Model Processing - Quick Reference

Article In Progress...

Before model processing in R, first make sure that R has been installed on the DataJet Server (or desktop if working on a local machine).

Before model processing in python, make sure that python has been installed on the DataJet server.

Model Processing Overview

TODO: Video - Integrated Modelling in DataJet

Prepare Source Data

The output of any profile report
Any discrete field from the data catalog

Develop Model

Use Engineering | User Defined Fields | Discrete Processor | R to open the R Model Processor and Engineering | User Defined Field | Discrete Processor | python to open the python model processor
Select a model template from the System or User library and load into the code panel using <- use
Modify model template as necessary or create a new model from a blank template by editing code in the processing panel
Test model by dropping source data into the source panel and verifying model output in the output panel using Test
Make model available to analysis reports by using Push Model to Library

Apply Model

Open an existing Multi-Function Profile report from Reports Tab

Create a new Analysis | Multi-Function Profile report
Select Model from the Model Drop Down list
Calculate Model
Save Report, and/or Export Results to table or file

Model Processor Console

Source Panel

Drag and drop DataJet objects into the panel to provide source data for the model. The following objects can be added to the source panel:

Reports:
- Profile
- Index Profile
- Multi-function profile
Database fields – discrete fields only

Processing Panel

Load an existing model from the SYSTEM or USER libraries. To load a model:

Select Library tab,
Select a library – USER or SYSTEM
Select a model
Select <- use.
Edit/Develop model in the Code Tab

TODO: Review {

Libraries

SYSTEM Library

The SYSTEM library is a standard library, and contains various example models.
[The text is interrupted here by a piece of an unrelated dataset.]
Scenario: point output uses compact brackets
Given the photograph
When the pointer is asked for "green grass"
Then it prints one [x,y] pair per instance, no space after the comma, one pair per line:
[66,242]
SYSTEM Models are stored in Github, and are automatically refreshed whenever the Model Processor starts up.

Only models for the selected programming language (i.e. python or R) will be displayed in the libraries tab.

If the DataJet server is not connected to the internet, no system models will be available.

For SYSTEM models to be available in the multi-function profile report, they must first be “loaded” into the system:

From libraries tab, Select SYSTEM model
Select <- use
From Code tab, select Push To Library

USER Library

The USER Library contains models that are specific to the current installation. These could consist of:

custom imported models,
SYSTEM models that have been configured for the active installation or edited in some way
new models which have been developed using the R Model Processing report.

USER models are stored in the DataJet mongo database on the DataJet server.

For USER models to be available in the multi-function profile report, they must first be “loaded” into the system:

From libraries tab, Select USER model
Select <- use
From Code tab, select Push To Library

Output Panel

The output panel displays the model output, as generated by the Test option.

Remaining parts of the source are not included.